In a previous post we detailed a few of the ways in which brands sometimes fail. Typically, these situations happen over a long period of time, and usually because you (the designer) haven’t been keeping things in check. As such, we felt this topic was important enough to warrant yet another post. The strength of your branding is the difference between marginal sales and total success, and if you aren’t careful, you may quickly find yourself toeing the line near the red tape.
- No Long-Term Plan: Short-term solutions may drive sales immediately, and in this sense, they tend to make your designs look good. However, do you also have a plan to extend the life of the brand beyond the next few years? If you don’t you’re selling yourself and the client short. Like setting life goals, you should always be thinking about what’s next for the brand, as well as where it’s likely to be going in the next few years. Plan for this, and where possible, design for it to. Work the direction directly into the product, and always try to grow alongside the market with these designs.
- Going Against the Brand: We see this a lot with large companies that aren’t as in-tune to what their customers actually want. Still, the principle is the same across the board. Your client’s customers look to the products you design with certain expectations. These expectations have got to be met, otherwise the customer isn’t very likely to stick around. A good example is New Coke, which was meant to replace the name Coca Cola.
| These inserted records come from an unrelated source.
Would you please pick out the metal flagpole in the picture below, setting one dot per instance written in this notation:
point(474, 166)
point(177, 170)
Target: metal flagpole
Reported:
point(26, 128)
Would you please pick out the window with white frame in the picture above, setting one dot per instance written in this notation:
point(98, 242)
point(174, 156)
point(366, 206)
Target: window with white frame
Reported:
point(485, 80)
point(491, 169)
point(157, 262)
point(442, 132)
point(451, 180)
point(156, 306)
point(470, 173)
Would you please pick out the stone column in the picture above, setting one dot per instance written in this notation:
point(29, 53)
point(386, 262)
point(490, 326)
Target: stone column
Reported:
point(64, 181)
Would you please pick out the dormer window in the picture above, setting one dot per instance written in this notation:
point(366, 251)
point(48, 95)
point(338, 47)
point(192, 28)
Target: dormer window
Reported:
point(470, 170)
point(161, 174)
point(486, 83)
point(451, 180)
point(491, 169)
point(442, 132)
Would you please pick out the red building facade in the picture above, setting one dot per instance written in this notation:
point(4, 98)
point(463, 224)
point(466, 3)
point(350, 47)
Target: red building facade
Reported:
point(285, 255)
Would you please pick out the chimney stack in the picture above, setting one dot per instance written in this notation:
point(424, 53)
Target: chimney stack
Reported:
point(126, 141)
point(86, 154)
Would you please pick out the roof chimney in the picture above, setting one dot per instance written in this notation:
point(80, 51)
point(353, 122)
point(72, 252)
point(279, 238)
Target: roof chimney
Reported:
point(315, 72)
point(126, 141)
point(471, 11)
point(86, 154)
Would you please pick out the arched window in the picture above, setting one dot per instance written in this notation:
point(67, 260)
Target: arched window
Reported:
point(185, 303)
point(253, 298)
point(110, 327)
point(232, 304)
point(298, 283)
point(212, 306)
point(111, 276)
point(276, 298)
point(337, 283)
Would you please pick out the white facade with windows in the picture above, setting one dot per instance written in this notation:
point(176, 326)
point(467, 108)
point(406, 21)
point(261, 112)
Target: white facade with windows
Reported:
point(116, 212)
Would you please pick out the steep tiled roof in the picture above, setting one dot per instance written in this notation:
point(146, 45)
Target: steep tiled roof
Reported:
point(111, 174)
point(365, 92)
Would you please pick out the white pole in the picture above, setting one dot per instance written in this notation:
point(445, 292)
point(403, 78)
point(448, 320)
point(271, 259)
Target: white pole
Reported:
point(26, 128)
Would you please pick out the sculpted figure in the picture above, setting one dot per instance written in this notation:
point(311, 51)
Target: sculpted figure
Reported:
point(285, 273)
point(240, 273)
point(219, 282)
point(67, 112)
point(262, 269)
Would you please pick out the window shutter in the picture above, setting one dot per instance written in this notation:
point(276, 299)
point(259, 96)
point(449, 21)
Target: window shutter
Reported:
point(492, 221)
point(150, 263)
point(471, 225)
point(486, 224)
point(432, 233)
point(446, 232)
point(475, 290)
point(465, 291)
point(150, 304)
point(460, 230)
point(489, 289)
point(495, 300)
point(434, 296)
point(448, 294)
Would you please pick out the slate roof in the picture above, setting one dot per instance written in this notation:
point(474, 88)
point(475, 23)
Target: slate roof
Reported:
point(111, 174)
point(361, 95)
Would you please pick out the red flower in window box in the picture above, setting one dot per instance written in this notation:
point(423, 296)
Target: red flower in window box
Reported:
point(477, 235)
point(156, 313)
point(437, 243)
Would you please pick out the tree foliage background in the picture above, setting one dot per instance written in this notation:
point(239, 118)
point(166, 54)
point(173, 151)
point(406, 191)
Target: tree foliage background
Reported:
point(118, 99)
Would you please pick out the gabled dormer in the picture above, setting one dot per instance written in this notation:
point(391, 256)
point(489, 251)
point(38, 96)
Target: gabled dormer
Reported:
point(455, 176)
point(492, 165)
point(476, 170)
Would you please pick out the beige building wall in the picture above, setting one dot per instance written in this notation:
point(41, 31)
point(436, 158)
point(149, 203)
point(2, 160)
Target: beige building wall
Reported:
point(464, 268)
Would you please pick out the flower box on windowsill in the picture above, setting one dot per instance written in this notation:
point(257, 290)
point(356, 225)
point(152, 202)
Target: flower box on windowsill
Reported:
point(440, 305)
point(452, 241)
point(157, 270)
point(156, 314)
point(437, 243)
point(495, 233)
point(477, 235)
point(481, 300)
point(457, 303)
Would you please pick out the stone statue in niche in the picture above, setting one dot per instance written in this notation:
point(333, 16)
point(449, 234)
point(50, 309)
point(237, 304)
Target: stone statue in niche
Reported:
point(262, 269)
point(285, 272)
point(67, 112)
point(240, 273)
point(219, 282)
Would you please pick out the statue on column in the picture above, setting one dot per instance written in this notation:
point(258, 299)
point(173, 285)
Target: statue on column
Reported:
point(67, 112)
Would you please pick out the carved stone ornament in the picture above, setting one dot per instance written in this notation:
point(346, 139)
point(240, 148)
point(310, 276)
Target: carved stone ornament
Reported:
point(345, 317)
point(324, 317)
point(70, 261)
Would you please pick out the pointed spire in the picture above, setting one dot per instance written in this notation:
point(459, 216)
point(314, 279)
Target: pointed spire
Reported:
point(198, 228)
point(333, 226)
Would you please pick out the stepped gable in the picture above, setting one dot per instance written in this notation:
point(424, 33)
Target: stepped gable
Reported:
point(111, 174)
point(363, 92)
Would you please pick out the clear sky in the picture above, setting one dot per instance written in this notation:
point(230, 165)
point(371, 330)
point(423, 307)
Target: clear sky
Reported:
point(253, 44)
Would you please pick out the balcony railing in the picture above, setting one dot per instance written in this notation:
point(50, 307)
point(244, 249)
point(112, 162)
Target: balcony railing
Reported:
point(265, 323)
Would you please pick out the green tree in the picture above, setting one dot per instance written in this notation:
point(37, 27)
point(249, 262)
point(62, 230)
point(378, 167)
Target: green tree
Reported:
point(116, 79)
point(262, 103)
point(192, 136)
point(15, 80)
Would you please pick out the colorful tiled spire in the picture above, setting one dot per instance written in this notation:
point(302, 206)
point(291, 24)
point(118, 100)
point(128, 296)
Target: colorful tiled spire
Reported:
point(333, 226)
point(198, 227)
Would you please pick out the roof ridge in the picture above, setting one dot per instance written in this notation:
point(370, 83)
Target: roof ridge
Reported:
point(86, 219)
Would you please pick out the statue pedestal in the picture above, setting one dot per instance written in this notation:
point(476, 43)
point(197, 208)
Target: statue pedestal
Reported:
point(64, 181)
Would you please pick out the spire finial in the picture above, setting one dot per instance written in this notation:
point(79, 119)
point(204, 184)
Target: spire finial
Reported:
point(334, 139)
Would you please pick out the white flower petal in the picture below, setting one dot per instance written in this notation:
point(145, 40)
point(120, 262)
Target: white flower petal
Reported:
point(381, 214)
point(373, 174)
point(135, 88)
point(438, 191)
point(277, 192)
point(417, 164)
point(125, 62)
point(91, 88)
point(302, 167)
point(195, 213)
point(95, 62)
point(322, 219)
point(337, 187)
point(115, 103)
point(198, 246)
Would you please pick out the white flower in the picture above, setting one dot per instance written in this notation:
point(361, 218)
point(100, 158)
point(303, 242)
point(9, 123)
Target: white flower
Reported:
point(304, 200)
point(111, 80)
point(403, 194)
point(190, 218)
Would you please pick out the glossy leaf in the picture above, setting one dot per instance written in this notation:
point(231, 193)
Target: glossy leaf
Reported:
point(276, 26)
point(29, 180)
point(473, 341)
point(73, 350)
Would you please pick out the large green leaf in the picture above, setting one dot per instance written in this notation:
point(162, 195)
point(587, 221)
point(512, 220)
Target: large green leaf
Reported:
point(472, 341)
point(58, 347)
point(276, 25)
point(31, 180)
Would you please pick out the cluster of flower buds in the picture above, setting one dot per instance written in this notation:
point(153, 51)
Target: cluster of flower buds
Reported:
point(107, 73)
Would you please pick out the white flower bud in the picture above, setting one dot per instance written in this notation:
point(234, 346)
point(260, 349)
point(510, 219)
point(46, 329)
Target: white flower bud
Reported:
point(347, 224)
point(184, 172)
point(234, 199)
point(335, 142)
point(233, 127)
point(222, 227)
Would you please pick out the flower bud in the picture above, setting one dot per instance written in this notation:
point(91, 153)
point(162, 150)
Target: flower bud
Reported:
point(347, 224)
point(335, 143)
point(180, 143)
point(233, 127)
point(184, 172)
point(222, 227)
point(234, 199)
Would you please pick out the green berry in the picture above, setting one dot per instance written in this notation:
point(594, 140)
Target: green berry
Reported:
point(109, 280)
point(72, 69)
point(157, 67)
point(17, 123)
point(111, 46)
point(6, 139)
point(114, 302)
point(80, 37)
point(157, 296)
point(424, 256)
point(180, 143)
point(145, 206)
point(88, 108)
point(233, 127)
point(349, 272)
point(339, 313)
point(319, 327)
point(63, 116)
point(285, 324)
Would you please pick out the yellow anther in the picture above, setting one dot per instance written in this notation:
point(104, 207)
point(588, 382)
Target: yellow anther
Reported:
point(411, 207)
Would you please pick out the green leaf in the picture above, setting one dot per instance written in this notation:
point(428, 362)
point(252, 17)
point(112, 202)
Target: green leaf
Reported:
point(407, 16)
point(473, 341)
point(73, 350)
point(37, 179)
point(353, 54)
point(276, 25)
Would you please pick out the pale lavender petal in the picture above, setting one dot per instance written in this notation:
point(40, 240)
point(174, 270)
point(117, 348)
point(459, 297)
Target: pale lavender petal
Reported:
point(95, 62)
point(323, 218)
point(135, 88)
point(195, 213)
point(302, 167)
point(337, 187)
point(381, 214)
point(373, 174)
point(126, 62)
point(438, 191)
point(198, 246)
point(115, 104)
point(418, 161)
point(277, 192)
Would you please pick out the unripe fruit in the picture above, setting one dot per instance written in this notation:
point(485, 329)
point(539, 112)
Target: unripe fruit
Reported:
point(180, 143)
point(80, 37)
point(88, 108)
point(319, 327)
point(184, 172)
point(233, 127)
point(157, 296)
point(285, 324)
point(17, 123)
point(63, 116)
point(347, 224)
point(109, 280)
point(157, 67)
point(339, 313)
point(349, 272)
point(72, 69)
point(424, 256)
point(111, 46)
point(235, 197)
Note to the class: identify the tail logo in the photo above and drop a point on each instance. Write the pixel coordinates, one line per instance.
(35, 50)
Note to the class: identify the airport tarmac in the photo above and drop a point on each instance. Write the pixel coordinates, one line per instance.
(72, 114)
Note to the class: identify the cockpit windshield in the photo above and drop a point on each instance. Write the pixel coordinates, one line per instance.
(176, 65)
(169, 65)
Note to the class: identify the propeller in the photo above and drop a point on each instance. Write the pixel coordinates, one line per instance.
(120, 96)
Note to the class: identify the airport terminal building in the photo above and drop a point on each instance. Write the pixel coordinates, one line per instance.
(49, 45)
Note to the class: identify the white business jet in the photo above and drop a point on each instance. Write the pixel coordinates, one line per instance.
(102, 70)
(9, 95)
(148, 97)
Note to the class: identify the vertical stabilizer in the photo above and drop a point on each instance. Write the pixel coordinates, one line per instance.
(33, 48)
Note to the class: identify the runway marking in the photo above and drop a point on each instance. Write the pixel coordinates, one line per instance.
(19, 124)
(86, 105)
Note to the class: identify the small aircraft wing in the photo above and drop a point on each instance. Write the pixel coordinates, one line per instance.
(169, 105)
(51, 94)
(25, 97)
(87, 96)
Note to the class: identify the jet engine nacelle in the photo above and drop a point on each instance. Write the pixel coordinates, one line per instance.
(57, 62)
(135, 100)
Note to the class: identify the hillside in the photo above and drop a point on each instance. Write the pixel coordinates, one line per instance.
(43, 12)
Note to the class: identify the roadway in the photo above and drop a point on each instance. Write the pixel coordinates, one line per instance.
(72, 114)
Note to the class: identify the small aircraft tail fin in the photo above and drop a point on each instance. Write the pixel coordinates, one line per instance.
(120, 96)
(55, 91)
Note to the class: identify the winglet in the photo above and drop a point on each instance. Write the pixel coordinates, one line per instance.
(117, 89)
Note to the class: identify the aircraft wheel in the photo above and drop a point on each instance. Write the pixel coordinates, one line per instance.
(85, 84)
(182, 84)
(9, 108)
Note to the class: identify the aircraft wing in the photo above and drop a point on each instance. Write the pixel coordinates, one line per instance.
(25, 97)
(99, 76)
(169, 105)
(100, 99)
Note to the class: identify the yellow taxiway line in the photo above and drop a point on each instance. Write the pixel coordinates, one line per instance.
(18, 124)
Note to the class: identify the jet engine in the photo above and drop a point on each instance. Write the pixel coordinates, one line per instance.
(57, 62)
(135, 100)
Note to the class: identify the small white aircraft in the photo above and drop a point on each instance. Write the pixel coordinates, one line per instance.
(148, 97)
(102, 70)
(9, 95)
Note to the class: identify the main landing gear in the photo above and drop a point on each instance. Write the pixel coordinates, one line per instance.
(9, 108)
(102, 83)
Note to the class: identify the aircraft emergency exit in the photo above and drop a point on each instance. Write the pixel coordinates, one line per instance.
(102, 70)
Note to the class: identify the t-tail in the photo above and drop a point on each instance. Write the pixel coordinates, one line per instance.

This was a terrible idea, and the reason is simple: The brand Coca Cola came with a very large amount of prestige, recognition, and trust. When the designers behind this rebranding decided to change the very core of the brand, customers reacted harshly, criticizing it and above all else, refusing to buy it. Don’t look a gift horse in the mouth: Know what your customers like about a brand, and then try to cater your designs to those expectations.